There is no god in modern society. There was a time when humans sought to ascend to that role through the sciences. Now even the most prominent figures of society resides within itself; society, the human sphere; an earthly one that we are born into and die in. Yet human abstraction is unchanged. Society itself is seen as a being with a character of its own; the collective presence that never physically exists is only made whole by the shared views of the many. It is incapable of acting by itself, yet it compels millions to action.  This inanimate figment is no substitute for an animate god that itself formulates its own judgements and casts its own justice. 
Forgive the derivative postmodern deluge, it is just that the flood of transformation has left an open landscape in which I simply wish to plant the seed of question while the soil is still wet.
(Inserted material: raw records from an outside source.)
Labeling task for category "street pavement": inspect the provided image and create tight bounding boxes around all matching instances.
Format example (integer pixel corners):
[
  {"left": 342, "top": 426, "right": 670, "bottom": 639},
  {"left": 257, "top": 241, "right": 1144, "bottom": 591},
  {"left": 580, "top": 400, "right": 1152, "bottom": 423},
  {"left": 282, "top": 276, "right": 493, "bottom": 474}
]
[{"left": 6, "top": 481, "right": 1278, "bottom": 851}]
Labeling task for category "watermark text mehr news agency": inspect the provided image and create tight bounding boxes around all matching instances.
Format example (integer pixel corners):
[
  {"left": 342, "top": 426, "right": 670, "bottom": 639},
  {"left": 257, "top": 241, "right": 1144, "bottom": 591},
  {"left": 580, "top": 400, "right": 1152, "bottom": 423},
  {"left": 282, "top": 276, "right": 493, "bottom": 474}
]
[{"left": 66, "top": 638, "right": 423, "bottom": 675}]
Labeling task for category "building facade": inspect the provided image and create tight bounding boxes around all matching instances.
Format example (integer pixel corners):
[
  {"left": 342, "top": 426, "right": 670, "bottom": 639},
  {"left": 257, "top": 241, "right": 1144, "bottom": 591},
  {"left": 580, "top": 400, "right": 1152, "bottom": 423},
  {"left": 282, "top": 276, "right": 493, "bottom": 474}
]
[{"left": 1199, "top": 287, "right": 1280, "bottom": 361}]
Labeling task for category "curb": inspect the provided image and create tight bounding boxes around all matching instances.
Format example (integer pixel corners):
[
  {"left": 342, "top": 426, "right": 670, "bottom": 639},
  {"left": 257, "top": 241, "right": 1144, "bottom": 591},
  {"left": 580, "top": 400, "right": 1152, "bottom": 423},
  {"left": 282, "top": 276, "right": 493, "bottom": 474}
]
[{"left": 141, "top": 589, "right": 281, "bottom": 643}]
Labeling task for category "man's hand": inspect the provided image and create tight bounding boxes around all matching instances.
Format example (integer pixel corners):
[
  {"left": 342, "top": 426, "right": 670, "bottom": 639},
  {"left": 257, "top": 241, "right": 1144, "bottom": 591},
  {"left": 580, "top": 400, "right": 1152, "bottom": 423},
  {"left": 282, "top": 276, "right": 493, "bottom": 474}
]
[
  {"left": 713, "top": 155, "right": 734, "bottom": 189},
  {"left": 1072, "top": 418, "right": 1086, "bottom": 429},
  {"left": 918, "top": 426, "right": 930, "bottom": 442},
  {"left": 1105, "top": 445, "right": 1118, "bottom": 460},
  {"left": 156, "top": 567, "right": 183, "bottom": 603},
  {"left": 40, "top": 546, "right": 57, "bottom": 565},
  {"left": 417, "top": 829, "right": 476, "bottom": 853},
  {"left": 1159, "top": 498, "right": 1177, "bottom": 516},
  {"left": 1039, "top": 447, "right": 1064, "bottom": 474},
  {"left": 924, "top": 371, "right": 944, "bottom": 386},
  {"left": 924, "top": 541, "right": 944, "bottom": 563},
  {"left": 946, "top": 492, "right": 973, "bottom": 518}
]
Truly, I write this because I do not know the solution to something that will be of great concern in the coming years. 
    How is sin forgiven without god?
I do not mean "sin" in a theological sense, despite the invocations of god this is not a religious piece of writing. I write of sin as the action that proves a being immoral in society. In a society of morality, it is the action in which a person loses their humanity to the collective by consequence of an inhuman action. We are leaving the realm of thought where crime is only an infraction upon another; where punishment is a penalty in the playing field of the market. We transition to a moral society, where crime is not an infraction against another, it is the contrary to the humanity of society itself. 
Justice follows as the victory of the absolutes good and evil, and rightly so. Moral crime in a moral society is the essence of "big crimes"; the takedown of the Ponzi scheme of Bernie Madoff, the condemnent of the sexual abuses of Harvey Weinstein and Jeffrey Epstein, the prosecution of Derek Chauvin for the murder of George Floyd; the legal crime aligns with the moral crime to punish the perpetrators traditionally and strip them of their humanity; their social citizenship so to speak. 
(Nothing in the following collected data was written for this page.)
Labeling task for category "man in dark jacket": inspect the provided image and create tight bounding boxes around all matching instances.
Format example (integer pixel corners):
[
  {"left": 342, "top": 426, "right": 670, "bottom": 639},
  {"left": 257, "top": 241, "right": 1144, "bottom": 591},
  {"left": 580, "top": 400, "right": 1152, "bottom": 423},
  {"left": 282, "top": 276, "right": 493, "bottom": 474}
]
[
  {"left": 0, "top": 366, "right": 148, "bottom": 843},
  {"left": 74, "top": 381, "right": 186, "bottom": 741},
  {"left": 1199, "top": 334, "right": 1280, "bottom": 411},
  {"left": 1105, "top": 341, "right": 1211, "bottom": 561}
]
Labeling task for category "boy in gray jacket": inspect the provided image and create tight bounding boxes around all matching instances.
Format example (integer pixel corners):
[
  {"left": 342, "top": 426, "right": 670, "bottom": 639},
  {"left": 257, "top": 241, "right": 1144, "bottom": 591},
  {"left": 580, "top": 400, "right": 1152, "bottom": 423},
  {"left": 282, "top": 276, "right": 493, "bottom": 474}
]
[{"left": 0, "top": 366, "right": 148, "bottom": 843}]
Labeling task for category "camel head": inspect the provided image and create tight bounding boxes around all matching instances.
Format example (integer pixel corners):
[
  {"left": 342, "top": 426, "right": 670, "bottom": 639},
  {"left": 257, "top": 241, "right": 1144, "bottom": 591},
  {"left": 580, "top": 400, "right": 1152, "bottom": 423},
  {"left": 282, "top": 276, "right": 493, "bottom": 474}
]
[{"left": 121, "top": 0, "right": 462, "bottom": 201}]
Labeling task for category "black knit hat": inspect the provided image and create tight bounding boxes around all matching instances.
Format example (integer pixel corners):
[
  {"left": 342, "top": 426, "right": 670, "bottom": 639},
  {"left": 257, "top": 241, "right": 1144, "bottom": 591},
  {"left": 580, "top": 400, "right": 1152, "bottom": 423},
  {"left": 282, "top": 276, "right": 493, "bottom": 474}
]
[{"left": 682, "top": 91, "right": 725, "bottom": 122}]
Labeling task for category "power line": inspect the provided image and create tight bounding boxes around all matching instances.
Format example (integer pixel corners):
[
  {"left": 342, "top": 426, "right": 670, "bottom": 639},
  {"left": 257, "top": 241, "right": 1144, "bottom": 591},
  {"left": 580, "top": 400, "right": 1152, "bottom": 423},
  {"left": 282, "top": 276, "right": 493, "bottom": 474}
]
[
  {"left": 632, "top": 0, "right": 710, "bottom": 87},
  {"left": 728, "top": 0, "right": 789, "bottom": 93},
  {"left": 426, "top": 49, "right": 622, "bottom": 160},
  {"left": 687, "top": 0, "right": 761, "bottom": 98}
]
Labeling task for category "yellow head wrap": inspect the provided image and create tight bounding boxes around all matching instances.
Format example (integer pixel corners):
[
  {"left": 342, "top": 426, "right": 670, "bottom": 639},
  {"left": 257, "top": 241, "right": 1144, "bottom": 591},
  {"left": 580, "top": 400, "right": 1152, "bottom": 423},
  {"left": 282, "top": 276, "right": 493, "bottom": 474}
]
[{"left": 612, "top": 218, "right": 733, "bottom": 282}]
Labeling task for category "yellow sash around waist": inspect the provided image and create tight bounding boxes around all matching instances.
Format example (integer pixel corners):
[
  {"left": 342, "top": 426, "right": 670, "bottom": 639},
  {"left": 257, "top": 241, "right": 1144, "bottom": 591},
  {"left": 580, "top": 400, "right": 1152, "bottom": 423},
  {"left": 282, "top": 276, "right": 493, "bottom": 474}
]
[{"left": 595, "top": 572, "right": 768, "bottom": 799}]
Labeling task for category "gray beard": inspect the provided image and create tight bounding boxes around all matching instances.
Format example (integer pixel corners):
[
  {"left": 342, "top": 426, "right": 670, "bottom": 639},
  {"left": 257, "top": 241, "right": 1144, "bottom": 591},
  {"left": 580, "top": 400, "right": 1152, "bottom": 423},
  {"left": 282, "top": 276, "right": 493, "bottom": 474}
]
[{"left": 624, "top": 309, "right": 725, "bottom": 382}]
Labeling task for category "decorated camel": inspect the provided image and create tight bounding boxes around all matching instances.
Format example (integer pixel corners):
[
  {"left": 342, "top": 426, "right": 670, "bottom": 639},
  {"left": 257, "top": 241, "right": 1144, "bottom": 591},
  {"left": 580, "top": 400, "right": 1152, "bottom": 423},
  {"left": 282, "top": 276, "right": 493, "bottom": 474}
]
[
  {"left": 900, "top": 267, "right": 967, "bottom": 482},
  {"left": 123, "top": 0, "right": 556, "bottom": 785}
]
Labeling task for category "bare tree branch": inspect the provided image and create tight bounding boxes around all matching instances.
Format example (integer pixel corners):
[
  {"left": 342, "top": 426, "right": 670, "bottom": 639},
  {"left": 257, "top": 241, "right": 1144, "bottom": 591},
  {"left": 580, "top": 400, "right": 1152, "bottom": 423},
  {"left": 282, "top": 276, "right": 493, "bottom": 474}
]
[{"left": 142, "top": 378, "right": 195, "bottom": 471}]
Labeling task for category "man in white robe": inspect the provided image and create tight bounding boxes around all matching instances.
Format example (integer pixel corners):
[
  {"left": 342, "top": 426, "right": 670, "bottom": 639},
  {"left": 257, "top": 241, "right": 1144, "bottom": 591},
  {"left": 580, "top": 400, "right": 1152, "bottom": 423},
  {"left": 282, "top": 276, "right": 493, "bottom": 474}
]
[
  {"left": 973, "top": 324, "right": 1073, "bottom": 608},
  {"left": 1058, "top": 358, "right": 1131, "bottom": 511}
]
A moral society has moral crimes. A moral society has no place for the immoral. Before the  introduction of christianity and modern philosophy dictating a regularized system of punishment that maintained individual right there have historically been 2 punishments for moral crime; exile and death. While our society today thankfully does not have the same amiability to death that ancient societies had, exile has always been the choice of punishment for a once moral person that commits a sin against their society. To be born of sin, to be defined as selfish market actors fighting for survival, we have culpability, for crime in said case is the abuse of our nature. Today, we are born just. A moral crime is not a failure of our reasonable sensibilities, but an alternation of the goodness of human nature by a conscious and aware inhuman act. The immoral have no grounds to participate in society for they are not part of it. We have no moral law in our society today. Our society is not however without moral punishment. A victim of moral crime is a question of identity for the whole of a moral community. By force of the abstract ideal, the principles of the collective invoke the many to uphold the goodness of society and the perpetrator is effectively exiled from participating in society. 
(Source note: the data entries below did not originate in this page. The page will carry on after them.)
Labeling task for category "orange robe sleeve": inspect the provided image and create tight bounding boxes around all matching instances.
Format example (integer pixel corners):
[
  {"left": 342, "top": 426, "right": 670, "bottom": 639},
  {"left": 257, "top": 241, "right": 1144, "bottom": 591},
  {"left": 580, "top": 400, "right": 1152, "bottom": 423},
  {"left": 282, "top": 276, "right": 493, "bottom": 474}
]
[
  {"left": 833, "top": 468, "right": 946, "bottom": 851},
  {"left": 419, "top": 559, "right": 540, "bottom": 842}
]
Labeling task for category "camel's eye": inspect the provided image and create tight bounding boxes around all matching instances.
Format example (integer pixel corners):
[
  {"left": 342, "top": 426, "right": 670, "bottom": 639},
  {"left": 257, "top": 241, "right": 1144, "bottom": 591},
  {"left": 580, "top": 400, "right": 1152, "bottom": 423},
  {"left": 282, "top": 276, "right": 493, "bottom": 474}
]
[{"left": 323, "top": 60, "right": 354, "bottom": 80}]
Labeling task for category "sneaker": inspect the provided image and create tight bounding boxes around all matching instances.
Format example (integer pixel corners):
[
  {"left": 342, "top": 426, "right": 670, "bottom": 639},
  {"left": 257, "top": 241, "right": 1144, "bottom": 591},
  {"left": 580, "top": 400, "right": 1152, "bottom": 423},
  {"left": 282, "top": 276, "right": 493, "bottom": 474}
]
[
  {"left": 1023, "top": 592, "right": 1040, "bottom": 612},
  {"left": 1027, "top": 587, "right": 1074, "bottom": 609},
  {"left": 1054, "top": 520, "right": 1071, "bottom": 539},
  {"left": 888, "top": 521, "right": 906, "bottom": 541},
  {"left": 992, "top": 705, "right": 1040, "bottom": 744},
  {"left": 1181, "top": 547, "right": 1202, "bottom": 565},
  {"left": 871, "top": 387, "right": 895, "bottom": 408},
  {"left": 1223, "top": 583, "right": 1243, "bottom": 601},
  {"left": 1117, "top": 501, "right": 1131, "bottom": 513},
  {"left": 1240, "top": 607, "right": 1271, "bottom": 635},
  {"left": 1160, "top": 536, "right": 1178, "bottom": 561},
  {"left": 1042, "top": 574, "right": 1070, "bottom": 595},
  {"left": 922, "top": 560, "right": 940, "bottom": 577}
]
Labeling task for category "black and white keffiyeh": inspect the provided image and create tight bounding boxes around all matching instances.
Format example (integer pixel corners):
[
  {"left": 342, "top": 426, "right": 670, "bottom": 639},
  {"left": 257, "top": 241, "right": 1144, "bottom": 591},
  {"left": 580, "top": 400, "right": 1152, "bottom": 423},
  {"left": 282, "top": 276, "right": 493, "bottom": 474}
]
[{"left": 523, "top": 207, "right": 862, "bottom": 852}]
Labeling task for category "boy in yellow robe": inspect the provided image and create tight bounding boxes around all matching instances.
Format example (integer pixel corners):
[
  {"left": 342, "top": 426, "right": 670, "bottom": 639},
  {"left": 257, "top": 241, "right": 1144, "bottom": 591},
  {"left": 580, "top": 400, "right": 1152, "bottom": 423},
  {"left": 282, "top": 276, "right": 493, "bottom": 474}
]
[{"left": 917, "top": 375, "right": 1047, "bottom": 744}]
I have no stance on the proliferation of moral punishment. Indeed I cannot deny the wrongness of those brought down by what has been referred to as "cancel culture". I also do not believe that we as a species are weak and desperate enough to fall to the right's "slippery slope" argument that we will continuously target lesser and lesser moral crimes with the absolute punishment of exile until the point where the collective ideal is completely stripped from any individual capability of achieving it. I do believe that in a moral society, in the modern era, we are lacking the force that goes hand in hand with sin; repentance. The only recovery from moral crime is forgiveness. As we deal more with moral practice and moral punishment it is of the upmost importance that those who have committed moral crime be given a route back to humanity, back to participation in society.  Who is to give forgiveness for the collective? How is forgiveness possible if there is no natural culpability to moral crime; that a human with goodness in heart would never be capable of immorality.
I do not know how we move forward without a path of redemption. If indeed wrong is committed, there is nothing gained by exiling the embodied wrongs. Repentance cannot exist without forgiveness and forgiveness cannot exist without the belief that with repentance can emerge a stronger community, that by learning to be moral, we can become even better people than our moral teachers, and have an awareness of what is right that can extend beyond the sight of those who have never had to overcome the evil within themselves.